Ilva, Taranto. Resta la confisca: 1 miliardo di euro fermo sulle banchine

Pubblicato il 6 Dicembre 2012 - 11:40 OLTRE 6 MESI FA
Ilva, Taranto: un miliardo di euro di prodotti finiti resta confiscato e “parcheggiato” sulle banchine

TARANTO – L‘Ilva può tornare ad utilizzare gli impianti dell’area a caldo, dissequestrati con il decreto del Governo ma tutti i prodotti finiti già lavorati prima del 3 dicembre restano confiscati. Tra politica (il decreto del Governo) e magistratura, la situazione all’Ilva è questa: riparte la produzione con le cautele imposte dai magistrati, restano a terra migliaia di pallet  (i bancali di legno) pieni di bobine d’acciaio, laminati, lamiere destinati  alla vendita. E in un settore che lavora con il modello “just in time”, cioè senza scorte, la penuria di beni prodotti avrà un impatto devastante.

“La mancanza di acciaio in misura così rilevante avrebbe effetti pesanti e costosi per intere filiere di trasformazione”, afferma Sergio Cofferati su Blitzquotidiano. A cominciare dagli stabilimenti di Genova-Cornigliano, con tutti i rischi per i possibili risvolti sociali, per i quali le prefetture sono già in stato di allarme. Facciamo il punto sulla vicenda, in attesa che il Gip si pronunci oggi (6 dicembre) sulla questione capitale dello sblocco della confisca sui prodotti.

Dopo poco più di quattro mesi l’Ilva torna materialmente in possesso degli impianti dell’area a caldo sequestrati il 26 luglio nell’inchiesta per disastro ambientale, ma la situazione in fabbrica resta a dir poco problematica. La Procura ha restituito gli impianti all’azienda, applicando quanto indicato nel decreto legge varato il 3 dicembre, precisando che resta fermo il vincolo del sequestro. Ma ha detto ‘no’ alla richiesta aziendale di riavere anche i prodotti finiti e semilavorati (1.800 tonnellate) pronti per essere commercializzati e giacenti sulle banchine dell’area portuale, sequestrati il 26 novembre.

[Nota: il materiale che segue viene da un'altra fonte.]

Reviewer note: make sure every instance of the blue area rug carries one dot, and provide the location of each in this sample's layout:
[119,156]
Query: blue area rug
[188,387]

“La legge non è retroattiva” hanno scritto i pubblici ministeri, ricordando che quei beni sono stati prodotti ‘contra legem’ e sono frutto di reato. Il parere negativo è stato girato al gip Patrizia Todisco che dovrà decidere nelle prossime ore. Ma intanto all’Ilva è emergenza per gli approvvigionamenti, che scarseggiano, mentre in rada i mercantili attendono di imbarcare prodotti finiti o di scaricare materie prime. Ogni giorno che passa per l’Ilva è una ferita aperta in più, con le controstallie da pagare agli armatori per le soste delle navi che si protraggono e la produzione che stenta a decollare.

L’Area Imbarchi, peraltro, è tra le più danneggiate dal tornado del 28 novembre: alcune gru sono fuori uso, il quarto sporgente è sotto sequestro per l’incidente costato la vita ad un operaio nel giorno del tornado. Tutto questo è stato oggetto di un incontro azienda-sindacati protrattosi fino a sera: l’autonomia produttiva del colosso siderurgico è di meno di una settimana, nello stabilimento di Genova (area a freddo) ancora meno. Le prefetture delle due città sono preoccupate per possibili ripercussioni sul piano sociale e dell’ordine pubblico.